Art & Lit Literature

When starting out at Oxford the library system is more than a little intimidating. With over 100 different libraries affiliated with the University, it can be a bit overwhelming knowing where the best place to study is, so I thought I’d help out. Not all the university libraries are accessible to every student, particularly the college, departmental and faculty libraries, but, on the whole, there’s a lot on offer. We’d be here all day if I reviewed every single one of the Oxford University libraries, so instead I’ve decided to give a lowdown of seven of the biggest. Time to get those Bod Cards out!

1. The Bodleian Old Library. Probably the most famous of all of Oxford’s libraries, The Bodleian is the home of the ‘Harry Potter Library’, otherwise known as The Duke Humfrey’s Library. First opened in 1478, this library is the oldest part of the Bod. Its dark wooden tables and panelling are surprisingly cosy, plus you can get a great photo for your Insta here. If you choose the right time, this library can also be amazingly quiet and has a choice between shared tables and modest desks facing the bookshelves (my personal preference). It is visited by tourists however and though they are not allowed into the study areas, this can be a bit of a distraction. Aside from the Duke Humfrey’s Library, there are many other reading rooms to explore in ‘The Bod’ which vary in age and size, and some have a fabulous view of the Rad Cam – which brings me nicely onto library number two.

2. The Radcliffe Camera. Opened in 1749, this is another of Oxford’s oldest libraries. Technically the history faculty library, but often frequented by non-historians due to its beauty, it’s an instagrammer’s haven. It’s worth visiting simply to have a look around, but if you want to work here it can get pretty packed so be sure to arrive early to get a seat. Unlike the Bodleian, visitors aren’t allowed in so you get all the strutting power of being able to walk right down the path and through the main entrance whilst others stare longingly after you. 

It does admittedly have a bit of a bomb-shelter vibe but don’t let this put you off…

3. English Faculty Library. If you get a bit fed up of dark wood panels and ornate ceilings (and let’s be honest the Hogwarts comparisons do get a bit old after a while), the EFL, and adjoining Bodleian Law Library, might be the place for you. The 1960’s blocky, concrete façade might not be to everyone’s taste but indoors it is light, large, and airy. Most of the work spaces are in an open plan format (a bit like long dining tables) but they can feel a bit exposed at times as almost all the central work zones can be viewed from the upper balconies.  
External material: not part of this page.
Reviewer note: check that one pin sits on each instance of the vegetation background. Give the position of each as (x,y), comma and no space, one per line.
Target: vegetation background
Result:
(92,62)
4. The Gladstone Link. This is the perfect place for those who prefer less open study areas. Split between two floors (The Upper and Lower Gladstone Link) this library is housed underground and links the main Bodleian Library to the Radcliffe Camera. It was built as a book store in 1909 and then opened as a working library in 2011. It does admittedly have a bit of a bomb-shelter vibe but don’t let this put you off. The Gladstone Link is much more informal than some of the other Oxford libraries with armchairs and little work spaces hidden in odd cubbyholes and corners. On a good day, you can find a space to work in and barely see four or five people all day, so once you get past the lack of sunlight and metal building work it could become a favourite. 

5. The Radcliffe Science Library. To many just popping in this may seem a pretty bog-standard library but due to huge size (it’s split between eight levels) it has a massive variety of spaces depending on how you like to work. There are bright, clean spaces on the upper floors and dark hidey-holes on the bottom floors, such as the Lankester Reading Room which seems to be a favourite haunt for some students. For me, the heavy use of pine-coloured furniture and grey/green carpets does conjure up a few flashbacks of old school classrooms but other than that there’s little to offend.

… the grey colour scheme may make it feel a bit cold and industrial but it is nonetheless a well-lit and friendly space…

6. The Sackler Library. The opposite of the EFL, the Sackler Library – home to the classics, archaeology and art history books – is dark, confusing and not the most functional. The circular design of the floor plan is more than a little bewildering to begin with – so be prepared to get lost the first couple of times you visit. But if you like little cubby holes and darker corners this may be another the place to go. There’s an odd mix of people that work here, a fifty-fifty split between older academics and younger undergrads and postgrads but it has plenty of space and it’s a good place to get your head down and work with no distractions.

7. The Social Sciences Library. Arguably the most conventional library in Oxford is the SSL, next door to St Catz College, it feels more like your traditional modern city library with big open windows and purpose-built workrooms. For some, the grey colour scheme may make it feel a bit cold and industrial but it is nonetheless a well-lit and friendly space with plenty of desks and work areas. Plus, it has a café, win!